Merseyside Development Corporation
- Formation: 1981
- Dissolved: 1998
- Type: Development Corporation
- Headquarters: Liverpool
- Chair: Donald Forster
- Chief executive: Basil Bean

= Merseyside Development Corporation =

The Merseyside Development Corporation was a central government-appointed Development Corporation set up in 1981 by Margaret Thatcher's government to regenerate the Mersey docks of Liverpool, Bootle, Wallasey and Birkenhead.

==History==
The corporation was established as part of an initiative by the future Deputy Prime Minister, Michael Heseltine, in 1981 during the First Thatcher ministry. Board members were directly appointed by the minister and overrode local authority planning controls to spend government money on infrastructure. This was a controversial measure in Labour strongholds such as East London, Merseyside and North East England.

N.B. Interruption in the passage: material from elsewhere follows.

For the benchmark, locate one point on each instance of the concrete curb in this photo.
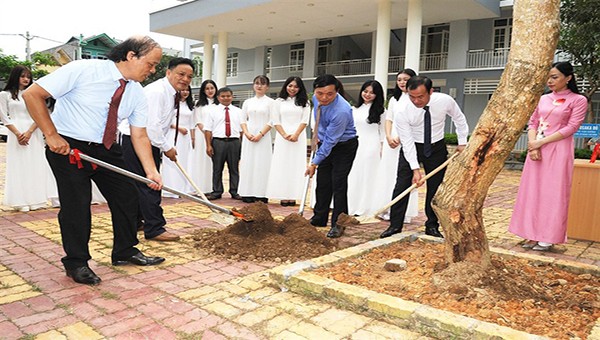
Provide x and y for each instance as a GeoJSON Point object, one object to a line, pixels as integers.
{"type": "Point", "coordinates": [418, 317]}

Activities undertaken by the Corporation include the Liverpool International Garden Festival in 1984, and the redevelopment of the Albert Dock complex, which included the opening of Tate Liverpool and the Merseyside Maritime Museum. During its lifetime 7600000 sqft of non-housing development and 486 housing units were built. Around 22,155 new jobs were created and some £698m of private finance was leveraged in. Circa 944 acre of derelict land was reclaimed and 60 mi of new road and footpaths put in place.

The chairman was Donald Forster, who had previously been Chairman of Warrington and Runcorn Development Corporation, and the first Chief Executive was Basil Bean, who had previously been general manager of the Northampton Development Corporation. The corporation was wound up in 1998.